What is “lex mercatoria”? How can it be used in the settlement of international commercial disputes? What are its strengths and weaknesses in this role?

The term lex mercatoria is derived from the Latin to mean “merchants’ law”.[1] From a historical perspective, the lex mercatoria was established in order to regulate the business dealings of merchants in particular places, such as markets, fairs, and sea ports.[2] The distinguishing factors of the lex mercatoria from standard local and international laws are fundamental. Firstly, the rules were and remain transnational, meaning that they are not limited by the boundaries sketched out by geographical maps and legal jurisdictions.[3] However, like the codification of the common law in England which continued to pick up pace after the Norman Conquest and the Battle of Hastings and was derived by a collection of the local laws,[4] the lex mercatoria was derived by considering the established rules through which merchants operated.[5] A further difference from the national and local laws is the fact that these rules were derived out of equitable fairness as opposed to principle.[6] The advantage of such a process in business transactions being the comparative rapid speed with which these laws were administered.[7]

It is argued that the need for the lex mercatoria has grown with globalisation as countries are no longer as discrete as they once were.[8] It is now very common for business transactions to involve parties from different countries, and when there are parties from different countries the disputes that can often arise can lead to an internal dispute as to which of the respective countries’ laws should apply.

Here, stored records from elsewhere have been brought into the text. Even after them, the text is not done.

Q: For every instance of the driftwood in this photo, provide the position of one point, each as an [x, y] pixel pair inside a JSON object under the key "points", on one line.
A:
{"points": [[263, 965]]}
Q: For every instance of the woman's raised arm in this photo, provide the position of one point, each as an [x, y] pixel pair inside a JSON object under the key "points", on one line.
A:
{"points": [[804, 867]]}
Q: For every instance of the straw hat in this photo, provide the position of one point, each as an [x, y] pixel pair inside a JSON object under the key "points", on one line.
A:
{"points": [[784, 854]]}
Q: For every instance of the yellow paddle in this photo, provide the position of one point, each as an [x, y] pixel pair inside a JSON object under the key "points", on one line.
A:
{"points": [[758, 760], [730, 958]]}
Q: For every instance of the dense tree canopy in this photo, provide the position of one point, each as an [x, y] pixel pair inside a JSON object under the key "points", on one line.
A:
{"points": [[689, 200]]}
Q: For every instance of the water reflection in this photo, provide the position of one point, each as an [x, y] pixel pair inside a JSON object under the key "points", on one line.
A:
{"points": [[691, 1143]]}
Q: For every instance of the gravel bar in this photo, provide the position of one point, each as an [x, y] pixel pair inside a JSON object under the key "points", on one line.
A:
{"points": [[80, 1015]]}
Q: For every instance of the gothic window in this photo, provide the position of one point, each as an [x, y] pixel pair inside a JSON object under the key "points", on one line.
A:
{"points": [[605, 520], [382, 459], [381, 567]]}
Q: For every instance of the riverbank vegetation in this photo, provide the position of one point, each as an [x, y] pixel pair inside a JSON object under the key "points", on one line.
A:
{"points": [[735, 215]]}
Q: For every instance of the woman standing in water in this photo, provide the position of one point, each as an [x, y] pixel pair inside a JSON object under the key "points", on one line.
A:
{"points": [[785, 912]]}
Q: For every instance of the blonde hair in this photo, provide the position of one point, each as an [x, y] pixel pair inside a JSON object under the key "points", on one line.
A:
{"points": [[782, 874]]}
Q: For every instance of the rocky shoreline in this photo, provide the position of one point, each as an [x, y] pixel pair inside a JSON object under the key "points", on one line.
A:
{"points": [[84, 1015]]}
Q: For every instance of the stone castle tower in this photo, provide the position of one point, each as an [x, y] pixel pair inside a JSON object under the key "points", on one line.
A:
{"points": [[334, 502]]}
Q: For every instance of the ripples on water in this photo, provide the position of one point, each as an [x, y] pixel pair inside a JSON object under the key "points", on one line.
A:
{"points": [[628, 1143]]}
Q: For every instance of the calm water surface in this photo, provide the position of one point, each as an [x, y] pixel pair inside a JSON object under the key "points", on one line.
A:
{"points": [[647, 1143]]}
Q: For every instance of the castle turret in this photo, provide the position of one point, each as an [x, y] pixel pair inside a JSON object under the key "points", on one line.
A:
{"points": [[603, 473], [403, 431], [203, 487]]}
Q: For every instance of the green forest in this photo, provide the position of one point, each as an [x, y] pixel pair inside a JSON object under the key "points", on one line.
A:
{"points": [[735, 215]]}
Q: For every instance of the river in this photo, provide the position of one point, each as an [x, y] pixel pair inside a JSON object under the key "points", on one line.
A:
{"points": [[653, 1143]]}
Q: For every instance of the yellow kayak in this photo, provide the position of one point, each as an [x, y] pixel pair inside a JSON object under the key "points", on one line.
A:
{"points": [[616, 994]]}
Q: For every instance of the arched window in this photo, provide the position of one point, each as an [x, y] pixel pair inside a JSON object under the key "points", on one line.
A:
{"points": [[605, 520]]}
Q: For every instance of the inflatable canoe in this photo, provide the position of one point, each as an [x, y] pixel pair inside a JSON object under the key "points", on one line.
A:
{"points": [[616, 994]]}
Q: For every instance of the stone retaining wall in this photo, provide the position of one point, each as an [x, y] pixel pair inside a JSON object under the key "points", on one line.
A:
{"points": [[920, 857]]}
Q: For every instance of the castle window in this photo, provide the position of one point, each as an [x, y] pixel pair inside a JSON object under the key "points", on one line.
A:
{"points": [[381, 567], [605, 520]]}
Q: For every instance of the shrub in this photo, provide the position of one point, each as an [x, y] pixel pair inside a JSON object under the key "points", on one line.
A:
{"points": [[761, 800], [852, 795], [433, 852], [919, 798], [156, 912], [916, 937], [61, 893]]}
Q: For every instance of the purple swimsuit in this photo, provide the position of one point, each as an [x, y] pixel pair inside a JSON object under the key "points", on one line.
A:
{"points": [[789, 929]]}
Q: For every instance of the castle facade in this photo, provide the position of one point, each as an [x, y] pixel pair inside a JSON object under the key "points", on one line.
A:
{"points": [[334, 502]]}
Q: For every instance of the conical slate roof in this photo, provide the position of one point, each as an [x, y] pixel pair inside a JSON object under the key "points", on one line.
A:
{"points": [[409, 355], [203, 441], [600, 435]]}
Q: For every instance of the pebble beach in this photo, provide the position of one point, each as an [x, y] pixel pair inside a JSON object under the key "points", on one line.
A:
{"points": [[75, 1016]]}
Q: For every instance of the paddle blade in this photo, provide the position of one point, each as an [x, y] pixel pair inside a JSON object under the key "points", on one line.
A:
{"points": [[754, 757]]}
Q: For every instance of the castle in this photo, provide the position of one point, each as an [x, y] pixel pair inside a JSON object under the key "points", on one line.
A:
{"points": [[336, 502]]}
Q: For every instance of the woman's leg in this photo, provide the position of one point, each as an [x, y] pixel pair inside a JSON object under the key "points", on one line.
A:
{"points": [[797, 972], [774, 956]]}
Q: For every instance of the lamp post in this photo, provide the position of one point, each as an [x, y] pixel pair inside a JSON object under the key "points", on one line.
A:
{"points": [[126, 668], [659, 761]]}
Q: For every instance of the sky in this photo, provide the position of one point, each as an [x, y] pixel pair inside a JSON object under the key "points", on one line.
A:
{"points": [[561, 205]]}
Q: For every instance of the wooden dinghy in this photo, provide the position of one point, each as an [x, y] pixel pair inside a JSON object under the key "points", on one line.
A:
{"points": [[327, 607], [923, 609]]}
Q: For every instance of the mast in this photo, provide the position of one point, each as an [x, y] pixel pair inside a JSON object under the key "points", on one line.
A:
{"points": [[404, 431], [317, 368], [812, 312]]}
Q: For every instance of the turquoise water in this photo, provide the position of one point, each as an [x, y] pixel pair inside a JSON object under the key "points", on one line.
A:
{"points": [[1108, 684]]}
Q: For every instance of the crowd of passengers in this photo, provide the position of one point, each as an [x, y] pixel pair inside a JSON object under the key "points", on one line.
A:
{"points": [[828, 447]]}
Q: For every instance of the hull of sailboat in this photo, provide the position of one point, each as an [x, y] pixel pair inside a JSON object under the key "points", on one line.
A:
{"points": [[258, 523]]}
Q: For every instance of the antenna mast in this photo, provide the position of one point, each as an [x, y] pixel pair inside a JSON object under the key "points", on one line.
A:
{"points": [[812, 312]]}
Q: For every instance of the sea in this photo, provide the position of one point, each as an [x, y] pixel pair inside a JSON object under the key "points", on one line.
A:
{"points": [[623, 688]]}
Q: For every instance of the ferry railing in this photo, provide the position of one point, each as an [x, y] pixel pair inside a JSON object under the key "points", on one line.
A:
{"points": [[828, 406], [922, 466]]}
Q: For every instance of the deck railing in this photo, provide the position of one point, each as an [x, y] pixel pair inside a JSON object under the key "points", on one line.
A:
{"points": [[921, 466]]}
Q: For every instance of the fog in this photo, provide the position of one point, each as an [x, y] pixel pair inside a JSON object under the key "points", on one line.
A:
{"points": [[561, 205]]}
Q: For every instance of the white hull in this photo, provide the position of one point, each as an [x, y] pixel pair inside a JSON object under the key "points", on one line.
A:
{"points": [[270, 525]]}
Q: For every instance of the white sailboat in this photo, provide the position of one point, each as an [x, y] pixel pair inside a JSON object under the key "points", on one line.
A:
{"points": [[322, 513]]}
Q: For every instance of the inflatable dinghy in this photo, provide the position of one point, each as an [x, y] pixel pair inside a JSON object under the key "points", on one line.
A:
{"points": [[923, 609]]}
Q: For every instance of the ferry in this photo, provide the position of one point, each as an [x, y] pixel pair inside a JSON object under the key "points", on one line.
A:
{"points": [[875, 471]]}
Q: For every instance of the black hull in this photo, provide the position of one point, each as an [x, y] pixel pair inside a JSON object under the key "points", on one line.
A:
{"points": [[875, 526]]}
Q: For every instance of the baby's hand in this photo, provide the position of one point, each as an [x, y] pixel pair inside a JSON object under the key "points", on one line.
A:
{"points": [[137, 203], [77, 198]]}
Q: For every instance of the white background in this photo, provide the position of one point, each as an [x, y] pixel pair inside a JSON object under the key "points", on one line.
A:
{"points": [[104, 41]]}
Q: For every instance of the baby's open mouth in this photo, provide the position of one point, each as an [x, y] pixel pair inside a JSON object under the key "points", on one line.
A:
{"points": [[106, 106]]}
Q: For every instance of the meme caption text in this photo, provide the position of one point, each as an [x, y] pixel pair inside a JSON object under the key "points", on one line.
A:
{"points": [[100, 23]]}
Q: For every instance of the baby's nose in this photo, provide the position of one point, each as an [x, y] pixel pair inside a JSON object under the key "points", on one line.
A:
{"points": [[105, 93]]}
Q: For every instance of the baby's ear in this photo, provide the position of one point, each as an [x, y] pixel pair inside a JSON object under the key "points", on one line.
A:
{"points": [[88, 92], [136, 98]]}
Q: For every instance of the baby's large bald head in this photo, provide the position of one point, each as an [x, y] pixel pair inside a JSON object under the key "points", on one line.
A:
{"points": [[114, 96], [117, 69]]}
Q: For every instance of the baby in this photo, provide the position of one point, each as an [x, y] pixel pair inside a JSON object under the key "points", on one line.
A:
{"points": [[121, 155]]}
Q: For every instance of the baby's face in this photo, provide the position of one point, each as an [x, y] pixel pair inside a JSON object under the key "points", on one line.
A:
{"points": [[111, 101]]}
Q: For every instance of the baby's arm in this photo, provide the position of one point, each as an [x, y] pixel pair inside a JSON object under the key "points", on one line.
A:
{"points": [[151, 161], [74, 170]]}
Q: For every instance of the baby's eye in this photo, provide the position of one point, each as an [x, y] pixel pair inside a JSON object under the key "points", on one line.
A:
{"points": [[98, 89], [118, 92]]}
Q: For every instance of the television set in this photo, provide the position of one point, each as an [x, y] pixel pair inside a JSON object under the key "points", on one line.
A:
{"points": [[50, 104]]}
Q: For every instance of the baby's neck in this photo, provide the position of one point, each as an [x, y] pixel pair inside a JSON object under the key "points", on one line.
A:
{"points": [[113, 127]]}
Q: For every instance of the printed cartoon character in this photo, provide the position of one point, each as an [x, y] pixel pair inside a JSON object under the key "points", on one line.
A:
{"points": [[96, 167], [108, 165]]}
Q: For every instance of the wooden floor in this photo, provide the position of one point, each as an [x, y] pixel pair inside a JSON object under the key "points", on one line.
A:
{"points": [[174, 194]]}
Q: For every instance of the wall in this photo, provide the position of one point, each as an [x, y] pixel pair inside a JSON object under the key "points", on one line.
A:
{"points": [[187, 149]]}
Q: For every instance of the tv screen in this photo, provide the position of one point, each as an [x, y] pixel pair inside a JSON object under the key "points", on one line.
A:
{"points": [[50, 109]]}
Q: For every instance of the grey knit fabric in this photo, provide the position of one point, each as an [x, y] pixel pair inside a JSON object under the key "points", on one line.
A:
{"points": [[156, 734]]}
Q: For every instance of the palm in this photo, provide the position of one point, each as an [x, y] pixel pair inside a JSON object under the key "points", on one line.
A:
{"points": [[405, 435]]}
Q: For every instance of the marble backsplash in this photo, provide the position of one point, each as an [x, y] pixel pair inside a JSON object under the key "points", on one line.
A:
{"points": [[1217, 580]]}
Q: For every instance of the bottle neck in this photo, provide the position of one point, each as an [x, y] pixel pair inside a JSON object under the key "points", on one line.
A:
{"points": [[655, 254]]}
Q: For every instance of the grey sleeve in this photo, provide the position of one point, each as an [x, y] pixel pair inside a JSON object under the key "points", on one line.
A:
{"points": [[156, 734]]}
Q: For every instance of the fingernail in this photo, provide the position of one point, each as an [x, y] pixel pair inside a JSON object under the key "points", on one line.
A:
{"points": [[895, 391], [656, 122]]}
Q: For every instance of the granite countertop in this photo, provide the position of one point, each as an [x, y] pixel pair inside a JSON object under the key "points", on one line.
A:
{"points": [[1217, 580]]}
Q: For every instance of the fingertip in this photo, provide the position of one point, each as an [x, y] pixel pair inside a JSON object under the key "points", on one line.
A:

The use of the lex mercatoria can be a good way of circumventing the possibility of such disputes and can also remove concerns of not knowing and understanding the intricacies of the laws of the other jurisdictions. The other advantage of the lex mercatoria is that it can work well to remove undesirable elements of different national laws which some transactions many find unattractive – therefore the use of the lex mercatoria can make a business transaction more attractive.[9] Equally, the business will find arbitration using the lex mercatoria more attractive as it is generally cheaper than standard litigation.

But is the lex mercatoria enforceable in a national court? The New York Convention on Arbitration allows national courts to review decisions to turn to arbitration and there is a discretion to not allow them to be enforced. This adds a level of uncertainty as parties may fear that their arbitration decision may be reviewed and this can make the use of the lex mercatoria somewhat less attractive.

However, there is a final advantage to mention. As mentioned, the use of equity and fairness as opposed to precedent in relation the lex mercatoria means that the arbitrators are not confined to the contours of precedent which can hinder needed business development within the law. However, given the above concern in relation to the New York Convention, one can be forgiven for questing just how flexible arbitration really is.

In sum, the flexibility and ease of the lex mercatoria is attractive to businesses, but enforcement in national courts needs strengthening.

[1] Mads Henry Andenæs and Camilla Baasch Andersen, Theory and Practice of Harmonisation, (Edward Elgar Publishing, 2012), 394.
[2] Harold Berman and Colin Kaufman, ‘The Law of International Commercial Transactions (Lex mercatoria)’ (1978) 19(1) Harvard International Law Journal 221, 225.
[3] Ibid.
[4] Richard Schaffer, et al. International Business Law and Its Environment, (Cengage Learning, 2009), 76.
[5] Berman, H. and Colin, K. fn.2, 225.
[6] Ibid.
[7] Ibid.
[8] Fn.1, 393.
[9] Ole Lando, ‘The Lex mercatoria in International Commercial Arbitration’ (1985) 34(4) I.C.L.Q. 747, 748.